Primera cuestión: las vanguardias y las
retaguardias. El modelo de la vanguardia yippie estaba basado en las
ideas de polarización entre mundos y acción directa. Pero, ¿es
posible esa polarización cuando vamos todos en el mismo barco?
«Todos íbamos en ese tren» se coreaba en las manifestaciones tras
el atentado del 11-M de 2004 en Madrid, resumiendo perfectamente lo
que queremos decir aquí: hay un solo mundo, amenazado. La
globalización intensifica esa percepción de fragilidad común, de
interconexión, sin afuera posible. Si no hay ninguna
posición de superioridad desde la que criticar, ningún nuevo mundo
desde el que hablar, ningún afuera en el que hacer palanca o hacia
el que empujar, tampoco tiene sentido una vanguardia que enseñe el
camino a través de la acción directa y ejemplar. Las políticas del
mundo común exigen pensar más en «retaguardias» que acompañen y
potencien los espacios donde se recrean los vínculos. La acción de
estas retaguardias no es tanto empujar o arrastrar, como inventar
dispositivos para amplificar y conectar lo que ya está en marcha.
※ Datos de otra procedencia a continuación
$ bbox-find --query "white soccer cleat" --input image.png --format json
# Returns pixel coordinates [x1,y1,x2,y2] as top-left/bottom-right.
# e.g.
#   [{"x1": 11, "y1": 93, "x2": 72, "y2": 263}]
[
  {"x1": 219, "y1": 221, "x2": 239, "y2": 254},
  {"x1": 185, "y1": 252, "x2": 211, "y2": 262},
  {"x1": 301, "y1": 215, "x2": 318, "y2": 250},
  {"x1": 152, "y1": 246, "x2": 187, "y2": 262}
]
Segunda cuestión: mitos y ficciones.
Hemos visto en qué consistían los mitos para los yippies:
narrativas de lucha que dividen el mundo en dos (la revolución
juvenil, etc.). En el caso de las políticas del mundo común, quizá
tendríamos que hablar más de ficciones. Menos confrontativas, menos
épicas, menos puras, menos cargadas de fe revolucionaria que los
mitos yippies. Las ficciones no dividen exactamente el mundo en dos,
sino que más bien permiten sustraerse a los significantes
hegemónicos y abrir espacios de encuentro entre diferentes, espacios
donde cualquiera puede contarse. Quizá el ejemplo más claro de la
diferencia entre los mitos yippies y las ficciones actuales sea el
lema «somos el 99%» del movimiento Occupy Wall Street (que luego se
ha retomado en otros muchos países). «Somos el 99%» es sin duda
una ficción, en el sentido de que se trata de una afirmación
imposible («mentira» desde un punto de vista objetivo y literal)
según la cual una minoría en la calle dice ser la mayoría. Pero a
los yippies jamás se les hubiera pasado por la cabeza nombrarse como
el 99%. Todo lo contrario: el 99% para ellos era más bien el
enemigo, la mayoría social que vive prisionera del viejo mundo y a
la que se trata de «sacudir y despertar». «Somos el 99%» no
confronta la realidad desde la idea de «otro mundo», sino desde el
deseo activo de hacer del único mundo que hay un mundo común y
habitable para todos. Si el mito polariza entre dos posiciones claras
y definidas, mediante las ficciones nos desmarcamos de las
clasificaciones que nos representan, clasifican y separan, para poder
así encontrarnos los diferentes y rehacer juntos el mundo común.